In the past 10 years, we’ve spent hours every few weeks or so telling each other our stories. And we still have more to tell.

Sharing stories can turn strangers into friends. It can also turn friends into sisters.

Linda and I aren’t sisters by birth. We’re sisters by choice. I have one birth sister and a whole family of chosen ones.

I hope you do, too. You can never have too many sisters.

The photo Linda posted is a keeper: Three women of a certain age with the same smiles, same eyes, same history and same joy at being together. In their faces are the same little girls they once were, and will forever be, holding onto each other, come what may _ and having too much fun.

I wish you could see them.

And I really wish I could’ve been in that photo with them.

Comments

  1. Carolyn Jones says

    Just discovered your column in my home town Muncie StarPress newspaper while visiting some of my daughter’s and grandchildren and great grandchildren last month! Was so moved by your column about your brother, April 13, I brought is home with me so I could write you at your email address! Decided to look you up on FB, (which I’m on every morning while I enjoy my coffee and Boost) and found this and your column about sister’s! I have a twin, who lives in Richmond, IN, where were were born 85 years ago and raised. I have six daughters and a step daughter and step son, so I’m very much in tune with the sister thing.1 I moved here to Bolingbrook, IL in 2013, with my youngest daughter, after my husband died. I met a woman at church that has become my younger “sister”! I left a bunch of “sister’s” in Florida, where I lived with my late husband! Miss them all!!! I’m emailing you my thoughts on your April column!

  2. Sweet….

  3. I am blessed to have Barb, my sister of my heart. My three biological sisters are all so different,and I do love them. Barb and I connect on a different level. One of shared hopes, and interests. In many ways we are closer than sisters. She is the sister I chose.

  4. Kate Sciacca says

    I’d heard the phrase often… “you’re my brother from another mother!” But recently I heard “you’re my sister from another mister.” ?
    You are blessed with dear family and friends, always grateful that you share them with us,

  5. Love this articles and I really love my chosen sisters.

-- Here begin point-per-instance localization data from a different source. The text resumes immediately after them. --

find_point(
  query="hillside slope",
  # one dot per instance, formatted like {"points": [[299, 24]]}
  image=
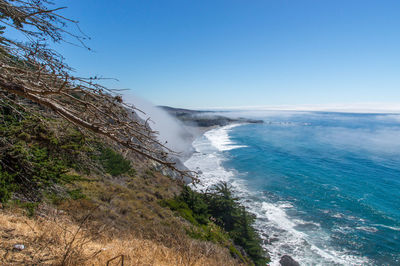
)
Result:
{"points": [[71, 197]]}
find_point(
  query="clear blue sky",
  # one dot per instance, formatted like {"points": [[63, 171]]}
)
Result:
{"points": [[211, 53]]}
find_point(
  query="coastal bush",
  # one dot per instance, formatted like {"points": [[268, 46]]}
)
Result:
{"points": [[218, 206], [114, 163]]}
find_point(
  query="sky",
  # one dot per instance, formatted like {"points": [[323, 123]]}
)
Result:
{"points": [[233, 53]]}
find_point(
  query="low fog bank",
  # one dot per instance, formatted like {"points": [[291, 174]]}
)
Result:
{"points": [[172, 132]]}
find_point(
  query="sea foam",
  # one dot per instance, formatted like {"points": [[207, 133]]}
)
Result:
{"points": [[276, 228]]}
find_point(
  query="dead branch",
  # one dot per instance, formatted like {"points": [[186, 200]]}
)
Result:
{"points": [[33, 71]]}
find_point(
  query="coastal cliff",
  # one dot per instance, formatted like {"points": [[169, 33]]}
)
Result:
{"points": [[71, 197]]}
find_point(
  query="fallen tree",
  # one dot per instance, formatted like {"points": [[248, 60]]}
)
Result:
{"points": [[33, 71]]}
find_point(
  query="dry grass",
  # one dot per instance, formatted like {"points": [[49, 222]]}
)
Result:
{"points": [[59, 241]]}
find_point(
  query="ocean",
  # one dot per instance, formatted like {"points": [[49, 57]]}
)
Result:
{"points": [[325, 187]]}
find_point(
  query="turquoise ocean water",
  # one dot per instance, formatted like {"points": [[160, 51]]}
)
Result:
{"points": [[325, 187]]}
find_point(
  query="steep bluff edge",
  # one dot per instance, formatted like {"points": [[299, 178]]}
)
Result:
{"points": [[71, 197]]}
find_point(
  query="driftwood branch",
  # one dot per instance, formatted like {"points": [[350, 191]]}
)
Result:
{"points": [[33, 71]]}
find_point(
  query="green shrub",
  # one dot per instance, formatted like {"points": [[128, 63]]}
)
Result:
{"points": [[224, 209], [7, 185], [114, 163]]}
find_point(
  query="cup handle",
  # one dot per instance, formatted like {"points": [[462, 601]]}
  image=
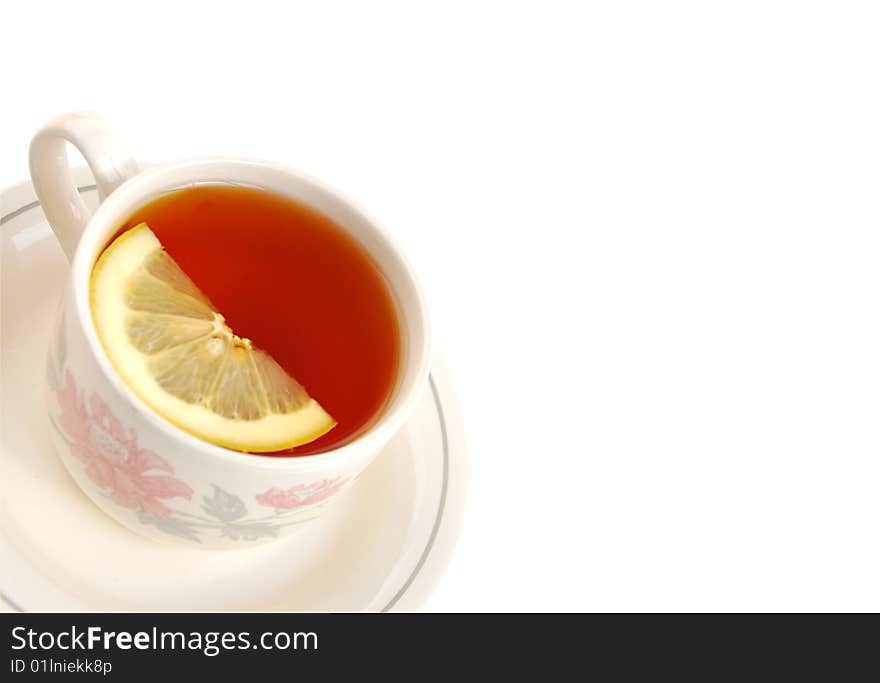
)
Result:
{"points": [[109, 160]]}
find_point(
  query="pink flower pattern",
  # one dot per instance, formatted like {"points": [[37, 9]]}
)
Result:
{"points": [[302, 494], [111, 456]]}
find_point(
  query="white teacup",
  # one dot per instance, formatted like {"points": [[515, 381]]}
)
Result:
{"points": [[156, 479]]}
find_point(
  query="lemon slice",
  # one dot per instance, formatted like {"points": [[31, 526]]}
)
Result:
{"points": [[176, 352]]}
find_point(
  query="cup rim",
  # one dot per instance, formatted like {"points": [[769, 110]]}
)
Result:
{"points": [[127, 196]]}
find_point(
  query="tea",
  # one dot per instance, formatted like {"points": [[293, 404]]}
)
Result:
{"points": [[297, 285]]}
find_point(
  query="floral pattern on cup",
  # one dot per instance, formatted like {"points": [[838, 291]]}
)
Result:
{"points": [[138, 479], [113, 461], [301, 495]]}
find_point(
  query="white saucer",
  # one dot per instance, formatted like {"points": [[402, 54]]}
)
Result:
{"points": [[383, 546]]}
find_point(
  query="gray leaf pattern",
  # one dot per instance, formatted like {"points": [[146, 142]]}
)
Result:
{"points": [[170, 525], [224, 505]]}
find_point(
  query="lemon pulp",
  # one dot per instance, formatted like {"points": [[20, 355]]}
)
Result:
{"points": [[176, 352]]}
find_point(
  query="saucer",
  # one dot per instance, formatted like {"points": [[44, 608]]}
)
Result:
{"points": [[383, 545]]}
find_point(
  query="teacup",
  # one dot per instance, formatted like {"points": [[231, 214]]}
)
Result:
{"points": [[156, 479]]}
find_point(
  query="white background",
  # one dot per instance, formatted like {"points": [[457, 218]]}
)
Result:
{"points": [[650, 237]]}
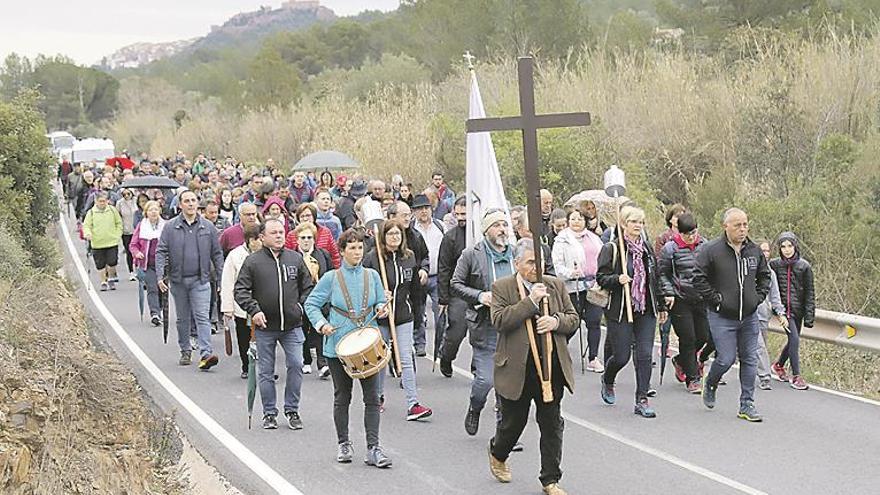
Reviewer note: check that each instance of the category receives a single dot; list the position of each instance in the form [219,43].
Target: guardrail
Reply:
[858,332]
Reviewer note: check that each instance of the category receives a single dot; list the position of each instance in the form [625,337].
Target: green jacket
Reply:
[105,227]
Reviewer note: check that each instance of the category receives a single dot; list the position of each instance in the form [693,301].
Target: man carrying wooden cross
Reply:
[519,316]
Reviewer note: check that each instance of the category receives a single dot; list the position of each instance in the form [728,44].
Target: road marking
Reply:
[647,449]
[236,448]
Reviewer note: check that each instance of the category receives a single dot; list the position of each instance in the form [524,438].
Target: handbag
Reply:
[598,296]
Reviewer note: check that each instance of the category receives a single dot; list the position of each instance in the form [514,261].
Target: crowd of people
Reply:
[295,260]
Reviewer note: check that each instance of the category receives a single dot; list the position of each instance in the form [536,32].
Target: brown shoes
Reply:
[499,469]
[554,489]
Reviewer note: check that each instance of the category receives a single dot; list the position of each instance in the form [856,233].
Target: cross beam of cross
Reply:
[529,123]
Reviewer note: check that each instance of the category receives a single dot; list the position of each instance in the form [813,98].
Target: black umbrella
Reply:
[150,182]
[325,160]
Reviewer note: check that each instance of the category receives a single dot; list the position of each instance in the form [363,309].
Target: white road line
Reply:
[236,448]
[647,449]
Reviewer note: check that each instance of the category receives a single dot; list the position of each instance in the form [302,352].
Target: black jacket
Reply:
[403,281]
[796,289]
[676,268]
[732,284]
[277,287]
[453,243]
[608,273]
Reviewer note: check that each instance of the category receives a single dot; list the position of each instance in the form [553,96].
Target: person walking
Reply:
[516,310]
[733,277]
[477,269]
[102,229]
[686,307]
[770,308]
[272,285]
[144,242]
[575,260]
[641,279]
[365,300]
[189,248]
[319,262]
[233,314]
[400,270]
[796,289]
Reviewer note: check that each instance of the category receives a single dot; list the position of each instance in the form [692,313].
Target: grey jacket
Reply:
[172,245]
[469,280]
[772,304]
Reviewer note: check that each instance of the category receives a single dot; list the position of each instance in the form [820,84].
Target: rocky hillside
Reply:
[242,28]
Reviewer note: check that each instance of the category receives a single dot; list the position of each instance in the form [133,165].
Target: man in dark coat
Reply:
[517,310]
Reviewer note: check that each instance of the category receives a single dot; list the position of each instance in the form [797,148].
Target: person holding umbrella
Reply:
[232,312]
[575,254]
[403,281]
[144,241]
[272,285]
[646,305]
[368,301]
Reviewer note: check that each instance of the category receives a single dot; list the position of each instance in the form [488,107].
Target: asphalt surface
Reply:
[809,443]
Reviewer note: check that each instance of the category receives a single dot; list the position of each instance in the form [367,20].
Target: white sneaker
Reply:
[596,366]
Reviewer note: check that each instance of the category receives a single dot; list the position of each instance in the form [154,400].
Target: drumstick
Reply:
[380,252]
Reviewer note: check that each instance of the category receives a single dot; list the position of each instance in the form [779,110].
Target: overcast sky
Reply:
[87,30]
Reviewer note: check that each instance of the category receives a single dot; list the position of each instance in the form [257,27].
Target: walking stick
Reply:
[380,251]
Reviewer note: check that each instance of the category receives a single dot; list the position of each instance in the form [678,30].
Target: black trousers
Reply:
[456,329]
[692,327]
[515,415]
[342,385]
[243,336]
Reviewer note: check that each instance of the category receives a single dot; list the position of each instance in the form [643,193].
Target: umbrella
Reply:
[141,276]
[252,375]
[606,206]
[323,160]
[150,182]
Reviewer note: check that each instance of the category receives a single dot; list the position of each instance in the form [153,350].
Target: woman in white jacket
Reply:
[575,256]
[231,310]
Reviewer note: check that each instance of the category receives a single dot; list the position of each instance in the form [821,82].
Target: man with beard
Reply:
[477,269]
[451,247]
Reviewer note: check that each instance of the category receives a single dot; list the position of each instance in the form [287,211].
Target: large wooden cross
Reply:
[529,123]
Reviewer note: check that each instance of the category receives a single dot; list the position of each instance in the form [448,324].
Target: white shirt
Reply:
[433,236]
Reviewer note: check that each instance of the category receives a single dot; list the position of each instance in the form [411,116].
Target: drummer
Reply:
[365,300]
[403,281]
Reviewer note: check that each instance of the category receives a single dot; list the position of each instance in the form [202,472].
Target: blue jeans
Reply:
[431,289]
[624,337]
[291,342]
[483,366]
[404,345]
[732,338]
[192,300]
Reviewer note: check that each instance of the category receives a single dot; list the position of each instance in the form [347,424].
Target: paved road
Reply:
[810,442]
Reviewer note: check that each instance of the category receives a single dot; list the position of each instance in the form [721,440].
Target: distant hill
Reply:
[245,28]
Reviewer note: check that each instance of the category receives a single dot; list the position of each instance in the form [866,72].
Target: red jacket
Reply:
[324,241]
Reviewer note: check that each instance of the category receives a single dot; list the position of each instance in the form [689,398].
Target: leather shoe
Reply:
[499,469]
[554,489]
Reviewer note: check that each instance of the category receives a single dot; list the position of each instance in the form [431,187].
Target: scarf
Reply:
[500,264]
[148,232]
[637,249]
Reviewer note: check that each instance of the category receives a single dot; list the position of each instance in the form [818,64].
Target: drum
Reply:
[363,352]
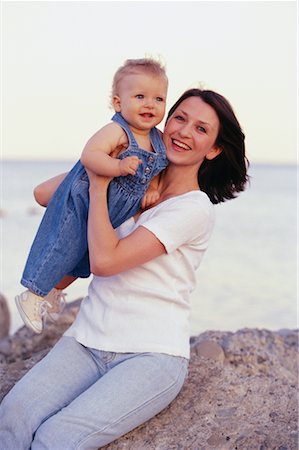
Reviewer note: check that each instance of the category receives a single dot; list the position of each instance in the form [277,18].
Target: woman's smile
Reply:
[181,145]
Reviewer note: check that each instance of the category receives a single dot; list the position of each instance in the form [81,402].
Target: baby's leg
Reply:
[61,240]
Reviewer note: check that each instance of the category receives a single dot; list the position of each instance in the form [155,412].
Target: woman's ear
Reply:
[213,153]
[116,103]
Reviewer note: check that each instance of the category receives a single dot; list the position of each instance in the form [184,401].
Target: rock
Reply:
[4,317]
[241,391]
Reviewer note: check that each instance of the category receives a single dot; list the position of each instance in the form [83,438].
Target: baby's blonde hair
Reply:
[132,66]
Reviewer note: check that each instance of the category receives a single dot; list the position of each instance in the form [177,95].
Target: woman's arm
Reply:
[108,254]
[44,191]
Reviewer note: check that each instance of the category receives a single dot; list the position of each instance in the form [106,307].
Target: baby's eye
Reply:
[201,129]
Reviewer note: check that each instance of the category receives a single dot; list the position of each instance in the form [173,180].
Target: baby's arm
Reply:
[152,193]
[96,155]
[44,191]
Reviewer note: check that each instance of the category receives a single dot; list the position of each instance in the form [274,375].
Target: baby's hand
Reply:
[129,165]
[149,198]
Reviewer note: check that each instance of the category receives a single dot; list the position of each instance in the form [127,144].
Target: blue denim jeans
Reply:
[60,245]
[81,398]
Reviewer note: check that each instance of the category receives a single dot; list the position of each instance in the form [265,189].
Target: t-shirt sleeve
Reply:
[182,221]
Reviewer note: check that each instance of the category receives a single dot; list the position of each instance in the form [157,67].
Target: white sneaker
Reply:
[55,303]
[32,308]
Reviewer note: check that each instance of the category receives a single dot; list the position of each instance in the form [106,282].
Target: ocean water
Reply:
[248,277]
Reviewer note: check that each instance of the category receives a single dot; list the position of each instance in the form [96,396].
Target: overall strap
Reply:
[118,118]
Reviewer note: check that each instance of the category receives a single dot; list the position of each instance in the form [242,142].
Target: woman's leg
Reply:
[135,388]
[53,383]
[61,241]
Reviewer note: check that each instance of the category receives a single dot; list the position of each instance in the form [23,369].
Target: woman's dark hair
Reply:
[224,176]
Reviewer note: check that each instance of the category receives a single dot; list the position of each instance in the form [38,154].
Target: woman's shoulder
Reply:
[193,205]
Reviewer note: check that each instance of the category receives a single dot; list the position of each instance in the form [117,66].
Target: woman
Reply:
[125,357]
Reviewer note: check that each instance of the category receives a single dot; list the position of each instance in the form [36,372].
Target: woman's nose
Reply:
[185,130]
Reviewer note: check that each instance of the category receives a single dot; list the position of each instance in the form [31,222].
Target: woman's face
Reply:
[191,132]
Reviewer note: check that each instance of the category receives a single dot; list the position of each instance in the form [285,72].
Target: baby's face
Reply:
[141,99]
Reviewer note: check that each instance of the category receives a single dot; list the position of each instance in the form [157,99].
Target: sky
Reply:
[59,58]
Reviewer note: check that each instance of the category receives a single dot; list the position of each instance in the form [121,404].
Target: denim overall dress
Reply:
[60,246]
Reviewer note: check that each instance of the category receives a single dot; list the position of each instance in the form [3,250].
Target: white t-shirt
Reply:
[147,308]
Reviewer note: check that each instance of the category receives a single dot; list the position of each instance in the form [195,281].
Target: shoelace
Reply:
[43,307]
[58,302]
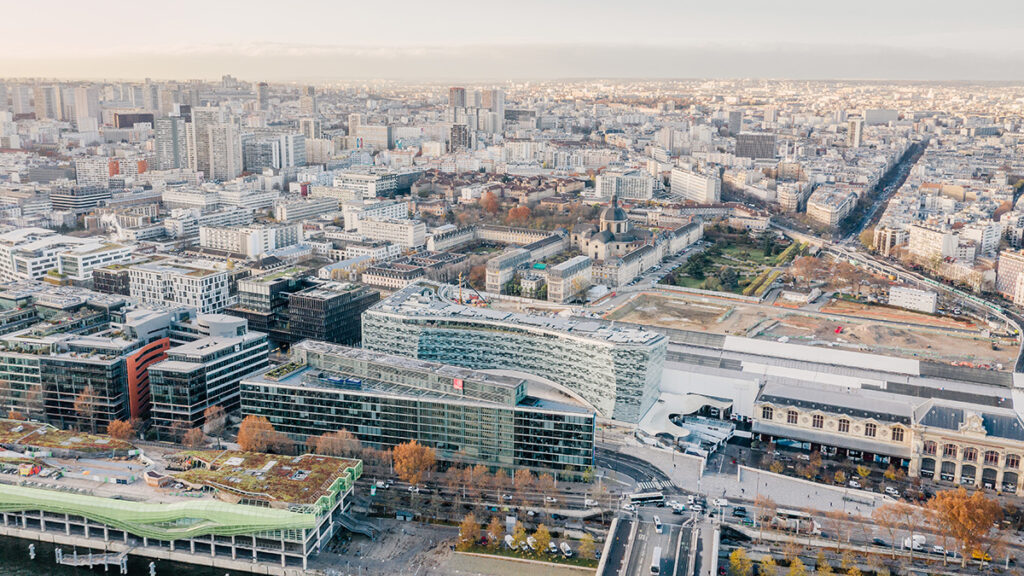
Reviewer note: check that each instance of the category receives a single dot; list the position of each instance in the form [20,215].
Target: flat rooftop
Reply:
[37,435]
[293,480]
[423,299]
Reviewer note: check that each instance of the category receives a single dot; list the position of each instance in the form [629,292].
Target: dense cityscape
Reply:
[622,327]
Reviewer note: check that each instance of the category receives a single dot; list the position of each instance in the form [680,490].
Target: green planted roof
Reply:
[160,521]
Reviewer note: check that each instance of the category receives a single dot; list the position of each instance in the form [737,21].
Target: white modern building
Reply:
[407,234]
[203,287]
[251,241]
[911,298]
[697,188]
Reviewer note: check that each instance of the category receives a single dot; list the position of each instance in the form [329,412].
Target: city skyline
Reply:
[567,40]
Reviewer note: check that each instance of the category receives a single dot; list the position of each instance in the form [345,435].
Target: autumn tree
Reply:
[476,480]
[215,419]
[340,443]
[256,434]
[739,563]
[546,486]
[821,566]
[85,406]
[469,532]
[543,537]
[413,460]
[889,518]
[519,214]
[519,533]
[488,202]
[766,511]
[119,429]
[587,545]
[193,439]
[500,484]
[522,481]
[965,519]
[495,531]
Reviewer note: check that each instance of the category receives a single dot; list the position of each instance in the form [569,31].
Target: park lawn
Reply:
[539,557]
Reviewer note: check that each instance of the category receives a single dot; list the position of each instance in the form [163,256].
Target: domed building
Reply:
[611,239]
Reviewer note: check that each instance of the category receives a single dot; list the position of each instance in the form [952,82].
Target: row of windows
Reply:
[970,454]
[818,421]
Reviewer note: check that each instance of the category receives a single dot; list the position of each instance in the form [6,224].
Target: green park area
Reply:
[737,262]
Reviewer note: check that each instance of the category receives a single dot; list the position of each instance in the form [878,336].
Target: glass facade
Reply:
[466,416]
[616,373]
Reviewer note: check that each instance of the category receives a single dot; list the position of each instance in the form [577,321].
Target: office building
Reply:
[735,122]
[368,184]
[331,312]
[252,241]
[170,144]
[631,184]
[353,212]
[48,103]
[759,146]
[199,286]
[614,369]
[465,415]
[568,280]
[910,298]
[281,519]
[696,188]
[457,96]
[406,234]
[304,209]
[205,372]
[855,132]
[260,152]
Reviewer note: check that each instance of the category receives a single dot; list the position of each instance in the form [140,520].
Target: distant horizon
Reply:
[446,40]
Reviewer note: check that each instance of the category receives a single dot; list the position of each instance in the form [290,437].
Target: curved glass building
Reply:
[615,369]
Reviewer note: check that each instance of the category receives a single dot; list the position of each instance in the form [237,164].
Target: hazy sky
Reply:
[513,39]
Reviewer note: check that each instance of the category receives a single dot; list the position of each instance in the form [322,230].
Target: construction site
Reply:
[832,323]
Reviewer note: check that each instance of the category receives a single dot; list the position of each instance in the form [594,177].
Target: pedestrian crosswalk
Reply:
[652,486]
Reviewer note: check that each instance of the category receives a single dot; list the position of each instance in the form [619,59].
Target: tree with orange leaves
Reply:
[965,519]
[413,460]
[120,429]
[489,202]
[256,434]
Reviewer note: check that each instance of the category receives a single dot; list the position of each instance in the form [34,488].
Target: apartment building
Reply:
[203,287]
[407,234]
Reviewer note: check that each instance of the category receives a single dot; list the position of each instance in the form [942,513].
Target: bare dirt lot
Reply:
[864,327]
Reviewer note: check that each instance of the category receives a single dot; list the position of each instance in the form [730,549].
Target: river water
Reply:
[14,562]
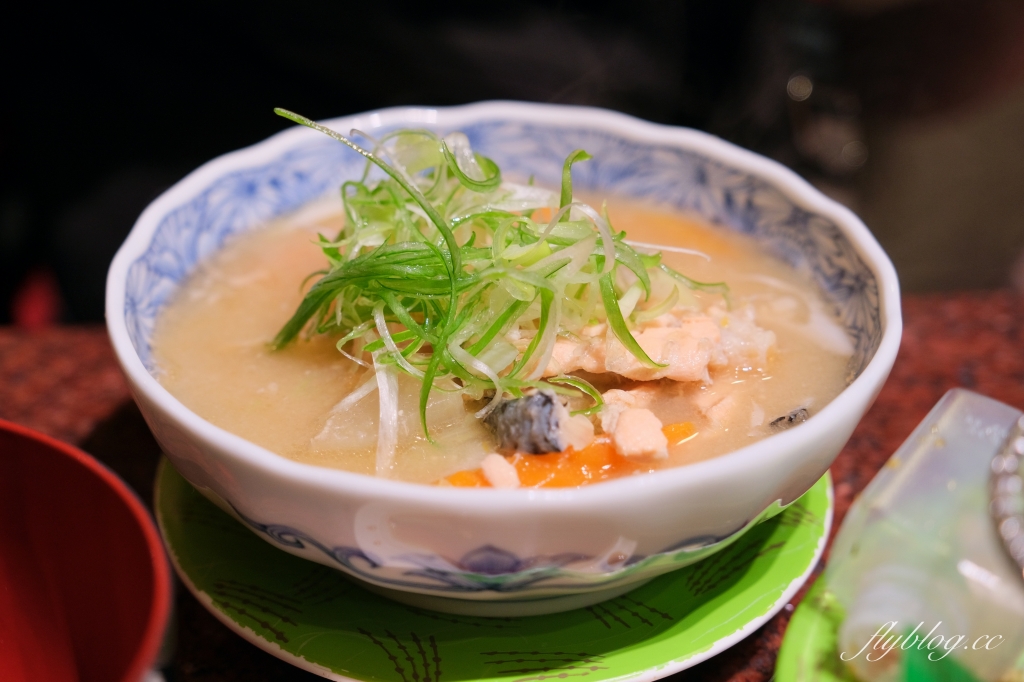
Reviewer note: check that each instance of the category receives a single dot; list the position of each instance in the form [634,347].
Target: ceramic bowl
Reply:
[85,587]
[520,551]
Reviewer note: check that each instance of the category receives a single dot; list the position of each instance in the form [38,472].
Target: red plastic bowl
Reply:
[84,583]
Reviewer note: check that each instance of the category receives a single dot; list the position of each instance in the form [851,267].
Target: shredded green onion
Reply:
[441,265]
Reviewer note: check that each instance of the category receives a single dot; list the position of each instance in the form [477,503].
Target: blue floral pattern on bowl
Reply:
[241,200]
[491,568]
[667,175]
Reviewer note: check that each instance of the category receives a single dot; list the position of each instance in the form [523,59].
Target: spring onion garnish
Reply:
[452,274]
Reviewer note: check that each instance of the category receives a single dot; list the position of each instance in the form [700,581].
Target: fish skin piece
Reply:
[529,424]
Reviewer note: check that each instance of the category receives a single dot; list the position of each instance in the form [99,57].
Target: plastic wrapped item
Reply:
[919,568]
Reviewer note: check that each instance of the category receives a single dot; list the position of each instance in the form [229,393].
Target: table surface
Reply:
[65,382]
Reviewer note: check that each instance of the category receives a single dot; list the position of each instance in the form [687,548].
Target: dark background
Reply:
[909,112]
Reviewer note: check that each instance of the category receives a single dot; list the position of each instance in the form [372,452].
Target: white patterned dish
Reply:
[509,551]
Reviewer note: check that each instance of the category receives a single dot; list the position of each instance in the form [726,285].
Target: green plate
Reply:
[810,650]
[314,617]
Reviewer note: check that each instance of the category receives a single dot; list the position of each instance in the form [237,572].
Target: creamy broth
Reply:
[212,346]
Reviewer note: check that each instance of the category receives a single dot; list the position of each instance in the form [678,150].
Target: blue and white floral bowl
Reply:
[521,551]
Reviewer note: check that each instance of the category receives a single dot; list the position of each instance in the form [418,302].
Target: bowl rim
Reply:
[862,389]
[160,608]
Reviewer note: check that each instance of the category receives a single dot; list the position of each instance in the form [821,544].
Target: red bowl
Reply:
[84,582]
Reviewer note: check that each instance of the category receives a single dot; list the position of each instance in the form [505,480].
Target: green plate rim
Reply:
[652,670]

  6. Marian Rudolph Nelson says

    Thank you so very much for this one, Sharon. Your “sister” Ginny Heitz , is one of my book group “sisters” in Napa, and I’m one of those that you met at our book group meeting many years ago, We’ve been “sister friends” forever. You and I were new widows at the time and I have now lost my darling second husband (doesn’t get any easier!). I’m packing to move back to Napa, to those dear sisters, because they are the only ones Ive ever had, and I know they’ll keep my heart warm.

  7. Naomi Humphrey says

    For some unknown reason they did not put your article in the standard times paper last Sunday. I surely missed it so I decided to look you up online and I’m assuming this is the story that should have been there. I enjoyed hearing about your family and all your travels and my husband does too because I read them to him. He never tells me to stop so I assume he enjoys them. Keep up the good work and your encouraging words.

  8. I had five biological sisters,but sadly all of them are gone except for one. We are close and I am so thankful for her. She helps me through this valley of caregiving for my husband as she did the same for her husband until he passed last year. I am blessed with several “friend sisters” who mean the world to me. We need our sisters!

  9. Elaine Mccaffery says

    Love this story! Every week I look forward to reading your columns, and just when I think the stories can’t get any better; they always do. Thanks for your stories. Hope your foot is better, and I hope you’re having a good week.

  10. Thank you for your stories! I look forward to them every week!!